|Piebald Muscovy drake|
Anas moschata (Linnaeus, 1758)
The Muscovy duck (Cairina moschata) is a large duck native to Mexico, Central, and South America. Small wild and feral breeding populations have established themselves in the United States, particularly in Florida and the lower Rio Grande Valley of Texas as well as in many other parts of North America, including southern Canada. Feral Muscovy ducks are found in New Zealand, Australia, and in parts of Europe.
They are large ducks, with the males about 76 cm (30 in) long, and weighing up to 7 kg (15 lb). Females are considerably smaller, and only grow to 3 kg (6.6 lb), roughly half the males' size. The bird is predominantly black and white, with the back feathers being iridescent and glossy in males, while the females are more drab. The amount of white on the neck and head is variable, as well as the bill, which can be yellow, pink, black, or any mixture of these. They may have white patches or bars on the wings, which become more noticeable during flight. Both sexes have pink or red wattles around the bill, those of the male being larger and more brightly colored.
Although the Muscovy duck is a tropical bird, it adapts well to cooler climates, thriving in weather as cold as −12 °C (10 °F) and able to survive even colder conditions. In general, Barbary duck is the term used for C. moschata in a culinary context.
The domestic breed, Cairina moschata domestica, is commonly known in Spanish as the pato criollo ("creole duck"). They have been bred since pre-Columbian times by Native Americans and are heavier and less able to fly long distances than the wild subspecies. Their plumage color is also more variable. Other names for the domestic breed in Spanish are pato casero ("backyard duck") and pato mudo ("mute duck").
All Muscovy ducks have long claws on their feet and a wide flat tail. In the domestic drake (male), length is about 86 cm (34 in) and weight is 4.6–6.8 kg (10–15 lb), while the domestic hen (female) is much smaller, at 64 cm (25 in) in length and 2.7–3.6 kg (6.0–7.9 lb) in weight.

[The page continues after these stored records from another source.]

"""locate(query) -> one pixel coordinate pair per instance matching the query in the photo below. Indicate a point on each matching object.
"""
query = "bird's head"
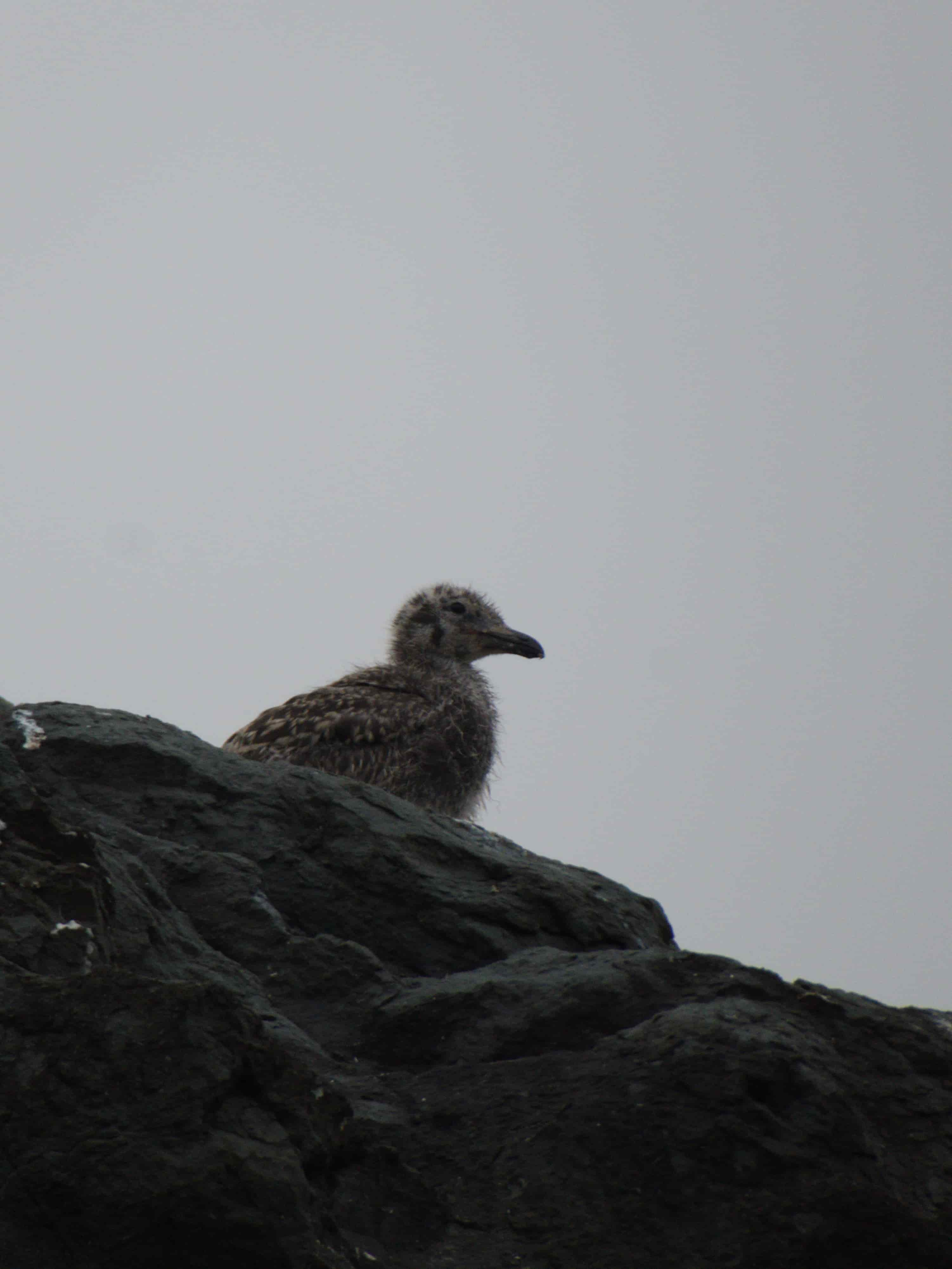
(456, 623)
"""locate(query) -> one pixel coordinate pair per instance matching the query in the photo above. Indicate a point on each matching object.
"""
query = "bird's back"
(423, 733)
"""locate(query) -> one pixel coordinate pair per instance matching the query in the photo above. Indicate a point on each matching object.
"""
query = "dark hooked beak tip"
(516, 643)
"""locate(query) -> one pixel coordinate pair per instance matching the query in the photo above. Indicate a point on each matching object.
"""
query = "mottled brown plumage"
(422, 725)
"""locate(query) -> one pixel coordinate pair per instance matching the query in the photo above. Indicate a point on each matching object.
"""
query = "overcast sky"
(635, 316)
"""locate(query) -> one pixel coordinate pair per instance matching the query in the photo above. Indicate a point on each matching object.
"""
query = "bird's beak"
(501, 639)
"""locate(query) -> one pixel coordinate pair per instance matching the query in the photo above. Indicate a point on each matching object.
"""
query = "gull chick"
(422, 725)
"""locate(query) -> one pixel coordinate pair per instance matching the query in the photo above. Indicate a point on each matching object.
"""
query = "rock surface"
(260, 1018)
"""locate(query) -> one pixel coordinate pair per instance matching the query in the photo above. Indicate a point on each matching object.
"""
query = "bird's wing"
(355, 712)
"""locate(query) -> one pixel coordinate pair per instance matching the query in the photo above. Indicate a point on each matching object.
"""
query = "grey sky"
(636, 316)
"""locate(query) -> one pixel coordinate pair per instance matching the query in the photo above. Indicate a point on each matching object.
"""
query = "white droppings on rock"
(69, 925)
(34, 734)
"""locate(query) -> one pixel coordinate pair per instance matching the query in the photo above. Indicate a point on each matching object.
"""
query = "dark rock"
(253, 1016)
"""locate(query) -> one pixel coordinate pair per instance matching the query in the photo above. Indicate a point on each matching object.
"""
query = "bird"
(422, 725)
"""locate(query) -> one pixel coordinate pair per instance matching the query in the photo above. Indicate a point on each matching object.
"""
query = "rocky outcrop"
(257, 1017)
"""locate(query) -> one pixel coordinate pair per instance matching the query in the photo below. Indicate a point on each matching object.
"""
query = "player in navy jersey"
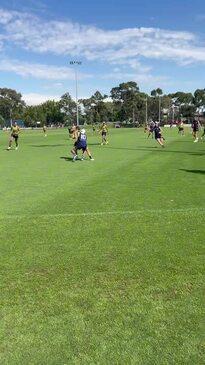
(151, 129)
(81, 144)
(158, 134)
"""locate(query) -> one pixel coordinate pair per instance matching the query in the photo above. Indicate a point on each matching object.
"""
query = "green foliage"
(11, 104)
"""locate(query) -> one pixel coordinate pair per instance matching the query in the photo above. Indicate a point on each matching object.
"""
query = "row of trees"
(125, 104)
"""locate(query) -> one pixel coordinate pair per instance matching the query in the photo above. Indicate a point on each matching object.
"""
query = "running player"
(158, 134)
(195, 130)
(203, 134)
(45, 130)
(72, 131)
(181, 128)
(151, 129)
(81, 144)
(15, 130)
(104, 132)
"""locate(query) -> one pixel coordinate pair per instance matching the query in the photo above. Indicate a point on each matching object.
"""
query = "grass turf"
(102, 262)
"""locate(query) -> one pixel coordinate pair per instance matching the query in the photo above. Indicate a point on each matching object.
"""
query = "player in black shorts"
(181, 128)
(203, 134)
(195, 130)
(15, 130)
(151, 129)
(158, 134)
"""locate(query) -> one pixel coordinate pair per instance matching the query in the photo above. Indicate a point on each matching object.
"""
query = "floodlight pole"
(159, 109)
(76, 63)
(146, 111)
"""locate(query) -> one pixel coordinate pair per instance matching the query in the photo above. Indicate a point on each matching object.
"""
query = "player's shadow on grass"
(202, 172)
(66, 158)
(94, 144)
(48, 145)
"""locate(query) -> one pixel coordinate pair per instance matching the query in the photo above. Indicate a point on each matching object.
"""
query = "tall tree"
(11, 104)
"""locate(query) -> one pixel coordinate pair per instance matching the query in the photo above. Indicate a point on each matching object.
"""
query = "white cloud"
(36, 99)
(39, 71)
(67, 38)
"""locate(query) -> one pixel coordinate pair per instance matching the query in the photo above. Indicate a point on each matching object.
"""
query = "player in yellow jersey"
(73, 131)
(104, 132)
(45, 130)
(15, 130)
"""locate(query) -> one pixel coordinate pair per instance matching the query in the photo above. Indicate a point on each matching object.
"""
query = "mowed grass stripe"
(103, 262)
(129, 212)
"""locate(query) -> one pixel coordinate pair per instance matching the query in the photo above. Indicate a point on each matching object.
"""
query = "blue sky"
(156, 44)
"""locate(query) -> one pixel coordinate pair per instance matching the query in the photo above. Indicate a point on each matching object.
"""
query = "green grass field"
(102, 262)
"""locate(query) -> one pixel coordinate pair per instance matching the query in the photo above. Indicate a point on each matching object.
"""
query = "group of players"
(154, 130)
(80, 138)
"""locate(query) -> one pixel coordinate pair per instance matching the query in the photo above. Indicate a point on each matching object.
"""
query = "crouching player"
(81, 144)
(158, 134)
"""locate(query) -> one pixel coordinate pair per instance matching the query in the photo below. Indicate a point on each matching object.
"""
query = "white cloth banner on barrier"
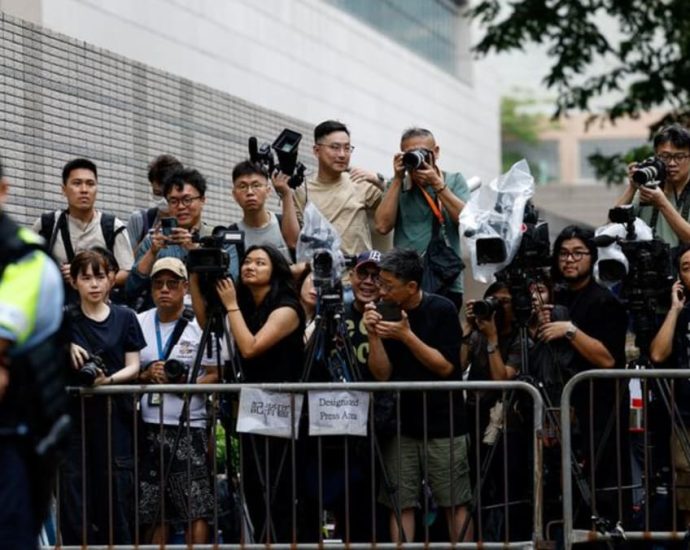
(338, 412)
(268, 413)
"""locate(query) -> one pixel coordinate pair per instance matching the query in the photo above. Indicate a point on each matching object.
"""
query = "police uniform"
(31, 299)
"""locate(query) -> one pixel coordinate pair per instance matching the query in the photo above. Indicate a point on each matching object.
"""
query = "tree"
(647, 64)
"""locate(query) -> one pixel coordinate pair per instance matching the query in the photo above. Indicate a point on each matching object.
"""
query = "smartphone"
(167, 225)
(389, 311)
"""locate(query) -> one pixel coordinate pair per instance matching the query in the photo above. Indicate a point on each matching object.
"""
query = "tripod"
(330, 346)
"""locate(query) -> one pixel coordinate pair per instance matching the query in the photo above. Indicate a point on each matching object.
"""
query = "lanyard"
(162, 351)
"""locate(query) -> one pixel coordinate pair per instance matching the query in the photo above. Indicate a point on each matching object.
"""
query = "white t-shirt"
(185, 350)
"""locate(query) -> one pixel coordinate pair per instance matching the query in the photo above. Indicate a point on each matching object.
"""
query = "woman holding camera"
(106, 340)
(267, 323)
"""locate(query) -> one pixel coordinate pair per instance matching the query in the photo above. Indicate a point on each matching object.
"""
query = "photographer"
(423, 346)
(172, 344)
(670, 348)
(596, 333)
(267, 323)
(185, 191)
(665, 207)
(105, 350)
(415, 197)
(251, 189)
(141, 221)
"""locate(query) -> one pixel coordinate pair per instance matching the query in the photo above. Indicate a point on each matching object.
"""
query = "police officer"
(31, 419)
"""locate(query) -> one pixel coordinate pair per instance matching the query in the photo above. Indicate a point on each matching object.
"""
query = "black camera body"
(484, 309)
(89, 372)
(413, 159)
(649, 173)
(286, 148)
(175, 371)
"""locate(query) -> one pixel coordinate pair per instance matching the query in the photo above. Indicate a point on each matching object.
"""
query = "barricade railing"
(622, 505)
(302, 460)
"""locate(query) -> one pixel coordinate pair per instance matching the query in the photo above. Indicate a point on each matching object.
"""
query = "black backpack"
(50, 228)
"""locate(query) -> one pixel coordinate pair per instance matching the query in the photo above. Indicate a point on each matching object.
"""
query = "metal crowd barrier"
(651, 493)
(424, 537)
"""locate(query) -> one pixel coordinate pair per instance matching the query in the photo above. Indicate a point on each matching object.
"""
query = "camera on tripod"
(211, 258)
(649, 173)
(286, 147)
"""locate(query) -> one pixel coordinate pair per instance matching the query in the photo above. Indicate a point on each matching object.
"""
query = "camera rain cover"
(318, 235)
(491, 221)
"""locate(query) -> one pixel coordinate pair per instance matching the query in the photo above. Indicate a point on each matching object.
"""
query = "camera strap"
(174, 338)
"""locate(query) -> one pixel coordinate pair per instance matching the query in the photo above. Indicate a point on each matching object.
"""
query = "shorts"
(405, 473)
(188, 494)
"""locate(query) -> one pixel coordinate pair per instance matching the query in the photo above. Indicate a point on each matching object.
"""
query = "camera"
(286, 147)
(484, 309)
(90, 371)
(175, 371)
(413, 160)
(649, 172)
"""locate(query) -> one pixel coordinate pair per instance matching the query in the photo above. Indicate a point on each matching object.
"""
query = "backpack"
(50, 228)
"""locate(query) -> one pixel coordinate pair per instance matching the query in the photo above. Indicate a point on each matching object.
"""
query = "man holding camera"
(172, 342)
(419, 197)
(250, 189)
(341, 201)
(185, 192)
(142, 220)
(422, 346)
(665, 206)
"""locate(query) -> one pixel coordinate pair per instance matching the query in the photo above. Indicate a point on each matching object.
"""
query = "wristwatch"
(570, 331)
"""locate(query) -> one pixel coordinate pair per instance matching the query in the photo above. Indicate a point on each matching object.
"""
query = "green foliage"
(646, 64)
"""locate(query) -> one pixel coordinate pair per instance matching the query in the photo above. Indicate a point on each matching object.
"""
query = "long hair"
(281, 284)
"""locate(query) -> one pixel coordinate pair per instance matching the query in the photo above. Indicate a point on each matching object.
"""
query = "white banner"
(338, 412)
(268, 413)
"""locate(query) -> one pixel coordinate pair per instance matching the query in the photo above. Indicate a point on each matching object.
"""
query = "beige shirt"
(87, 235)
(344, 204)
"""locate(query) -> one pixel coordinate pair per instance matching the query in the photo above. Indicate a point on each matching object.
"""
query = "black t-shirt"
(435, 322)
(681, 360)
(282, 362)
(116, 335)
(600, 315)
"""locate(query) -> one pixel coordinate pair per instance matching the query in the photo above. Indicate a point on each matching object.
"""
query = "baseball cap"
(369, 257)
(174, 265)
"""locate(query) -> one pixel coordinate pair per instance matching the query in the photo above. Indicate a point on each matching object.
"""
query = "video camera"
(286, 147)
(211, 258)
(649, 173)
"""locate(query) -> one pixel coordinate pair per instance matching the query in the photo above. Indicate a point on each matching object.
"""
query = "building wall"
(123, 81)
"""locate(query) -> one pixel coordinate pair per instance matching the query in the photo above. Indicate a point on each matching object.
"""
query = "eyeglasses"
(244, 187)
(576, 255)
(677, 157)
(337, 147)
(172, 284)
(364, 274)
(184, 201)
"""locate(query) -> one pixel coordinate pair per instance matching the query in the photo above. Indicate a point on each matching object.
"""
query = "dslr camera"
(89, 372)
(175, 371)
(649, 173)
(286, 147)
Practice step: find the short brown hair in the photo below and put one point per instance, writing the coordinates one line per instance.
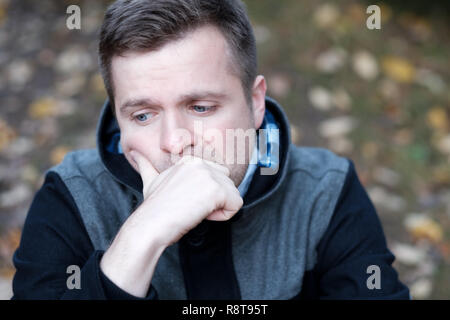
(139, 25)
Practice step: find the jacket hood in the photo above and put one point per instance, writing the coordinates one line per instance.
(261, 186)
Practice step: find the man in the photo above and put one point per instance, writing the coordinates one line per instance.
(149, 216)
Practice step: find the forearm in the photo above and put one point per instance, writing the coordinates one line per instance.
(131, 259)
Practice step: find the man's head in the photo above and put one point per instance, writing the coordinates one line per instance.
(170, 65)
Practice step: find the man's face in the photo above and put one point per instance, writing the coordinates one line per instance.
(163, 97)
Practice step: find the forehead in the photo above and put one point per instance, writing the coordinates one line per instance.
(198, 61)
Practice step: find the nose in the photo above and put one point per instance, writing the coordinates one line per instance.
(175, 134)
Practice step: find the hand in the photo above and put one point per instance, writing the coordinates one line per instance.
(179, 198)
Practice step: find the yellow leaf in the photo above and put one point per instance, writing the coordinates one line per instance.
(422, 227)
(42, 108)
(7, 135)
(57, 154)
(398, 69)
(437, 119)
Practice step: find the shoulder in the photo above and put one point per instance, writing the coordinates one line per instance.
(317, 162)
(79, 163)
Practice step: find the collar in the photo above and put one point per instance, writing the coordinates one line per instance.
(258, 184)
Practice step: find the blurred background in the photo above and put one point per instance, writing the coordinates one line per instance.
(378, 97)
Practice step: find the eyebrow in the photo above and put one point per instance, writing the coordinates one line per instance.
(193, 96)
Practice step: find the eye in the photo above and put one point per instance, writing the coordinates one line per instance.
(202, 109)
(142, 117)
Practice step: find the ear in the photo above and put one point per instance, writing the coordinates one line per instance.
(259, 100)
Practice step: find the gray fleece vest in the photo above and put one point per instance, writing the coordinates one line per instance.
(273, 243)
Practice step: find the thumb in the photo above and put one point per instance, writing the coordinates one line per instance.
(146, 170)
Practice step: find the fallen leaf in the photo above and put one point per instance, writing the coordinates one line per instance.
(326, 15)
(399, 69)
(365, 65)
(437, 119)
(386, 200)
(421, 289)
(341, 99)
(279, 85)
(340, 145)
(331, 60)
(386, 176)
(443, 144)
(7, 134)
(295, 134)
(43, 108)
(408, 254)
(422, 227)
(338, 126)
(320, 98)
(430, 80)
(15, 196)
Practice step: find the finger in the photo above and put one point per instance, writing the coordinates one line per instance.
(146, 170)
(211, 164)
(233, 200)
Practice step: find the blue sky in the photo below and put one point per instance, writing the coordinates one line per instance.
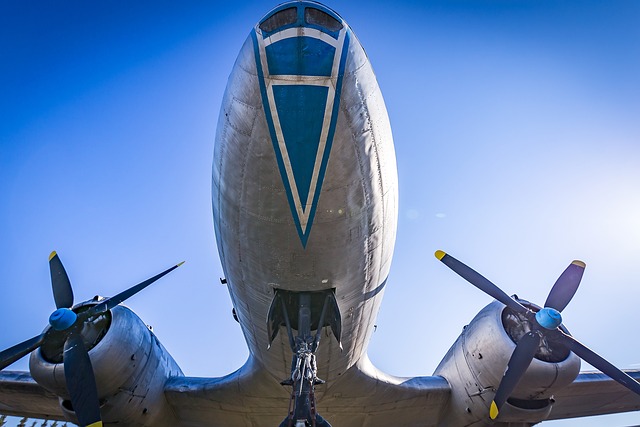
(516, 130)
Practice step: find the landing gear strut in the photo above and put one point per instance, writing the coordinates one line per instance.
(302, 405)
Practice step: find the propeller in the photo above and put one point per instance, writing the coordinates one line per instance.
(78, 372)
(545, 325)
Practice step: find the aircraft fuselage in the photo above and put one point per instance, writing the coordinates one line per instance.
(304, 181)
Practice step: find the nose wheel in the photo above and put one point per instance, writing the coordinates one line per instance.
(303, 379)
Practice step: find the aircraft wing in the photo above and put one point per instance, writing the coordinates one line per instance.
(21, 396)
(364, 397)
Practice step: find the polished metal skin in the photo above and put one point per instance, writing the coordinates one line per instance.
(349, 241)
(476, 362)
(131, 368)
(305, 199)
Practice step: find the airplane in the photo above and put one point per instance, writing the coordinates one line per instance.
(253, 396)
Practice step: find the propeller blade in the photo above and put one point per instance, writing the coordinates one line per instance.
(479, 281)
(18, 351)
(109, 303)
(600, 363)
(518, 364)
(62, 292)
(81, 382)
(566, 286)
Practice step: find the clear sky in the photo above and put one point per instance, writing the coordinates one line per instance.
(517, 131)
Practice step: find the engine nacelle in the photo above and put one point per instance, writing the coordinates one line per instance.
(475, 365)
(129, 363)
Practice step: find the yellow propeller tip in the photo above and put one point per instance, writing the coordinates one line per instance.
(493, 411)
(579, 263)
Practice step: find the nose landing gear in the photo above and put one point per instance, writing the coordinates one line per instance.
(302, 405)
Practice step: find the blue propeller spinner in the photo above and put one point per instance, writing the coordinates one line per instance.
(80, 380)
(545, 324)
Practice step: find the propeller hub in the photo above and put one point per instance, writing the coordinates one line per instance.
(549, 318)
(62, 318)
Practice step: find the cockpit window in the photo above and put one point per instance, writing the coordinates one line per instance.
(317, 17)
(280, 19)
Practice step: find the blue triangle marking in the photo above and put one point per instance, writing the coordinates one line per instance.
(301, 113)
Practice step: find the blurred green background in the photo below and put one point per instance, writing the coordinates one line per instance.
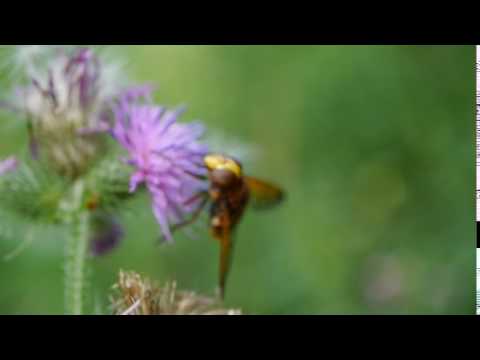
(375, 148)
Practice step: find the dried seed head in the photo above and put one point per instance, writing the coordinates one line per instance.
(139, 296)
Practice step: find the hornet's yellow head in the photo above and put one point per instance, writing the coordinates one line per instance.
(220, 162)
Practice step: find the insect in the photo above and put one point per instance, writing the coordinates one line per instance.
(229, 193)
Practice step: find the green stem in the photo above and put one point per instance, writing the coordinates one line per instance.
(76, 252)
(75, 267)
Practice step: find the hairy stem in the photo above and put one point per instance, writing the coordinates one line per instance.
(76, 257)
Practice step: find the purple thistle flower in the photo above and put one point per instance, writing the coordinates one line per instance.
(7, 165)
(166, 155)
(65, 102)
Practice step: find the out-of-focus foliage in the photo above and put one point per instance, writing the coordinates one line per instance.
(374, 146)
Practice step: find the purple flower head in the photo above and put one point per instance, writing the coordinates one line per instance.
(9, 164)
(166, 155)
(65, 99)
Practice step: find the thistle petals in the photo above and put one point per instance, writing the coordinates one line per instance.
(167, 156)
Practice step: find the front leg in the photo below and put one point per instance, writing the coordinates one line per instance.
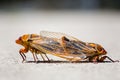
(21, 52)
(104, 57)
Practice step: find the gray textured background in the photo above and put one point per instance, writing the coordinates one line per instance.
(94, 26)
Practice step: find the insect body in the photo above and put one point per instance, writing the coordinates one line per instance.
(61, 45)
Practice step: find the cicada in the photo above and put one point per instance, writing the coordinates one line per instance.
(60, 45)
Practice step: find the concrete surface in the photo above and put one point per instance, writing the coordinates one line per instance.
(98, 27)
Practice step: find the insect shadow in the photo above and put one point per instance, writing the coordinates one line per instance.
(66, 62)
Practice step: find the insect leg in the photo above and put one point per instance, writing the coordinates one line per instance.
(47, 57)
(23, 56)
(104, 57)
(42, 56)
(34, 57)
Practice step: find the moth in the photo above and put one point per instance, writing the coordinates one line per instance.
(60, 45)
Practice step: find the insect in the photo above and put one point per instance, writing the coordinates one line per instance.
(61, 45)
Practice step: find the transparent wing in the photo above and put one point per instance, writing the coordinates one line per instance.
(57, 35)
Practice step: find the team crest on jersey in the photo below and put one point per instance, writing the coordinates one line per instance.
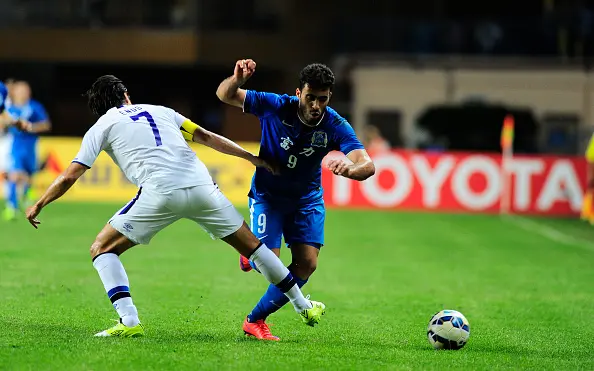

Large domesticated males often weigh up to 8 kg (18 lb), and large domesticated females up to 5 kg (11 lb).
The true wild Muscovy duck, from which all domesticated Muscovys originated, is blackish, with large white wing patches. Length can range from 66 to 84 cm (26 to 33 in), wingspan from 137 to 152 cm (54 to 60 in) and weight from 1.1–4.1 kg (2.4–9.0 lb) in wild Muscovys. On the head, the wild male has short crest on the nape. The bill is black with a speckling of pale pink. A blackish or dark red knob can be seen at the bill base, and the bare skin of the face is similar to that in color. The eyes are yellowish-brown. The legs and webbed feet are blackish. The wild female is similar in plumage, but is also much smaller, and she has feathered face and lacks the prominent knob. The juvenile is duller overall, with little or no white on the upperwing. Domesticated birds may look similar; most are dark brown or black mixed with white, particularly on the head. Other colors such as lavender or all-white are also seen. Both sexes have a nude black-and-red or all-red face; the drake also has pronounced caruncles at the base of the bill and a low erectile crest of feathers.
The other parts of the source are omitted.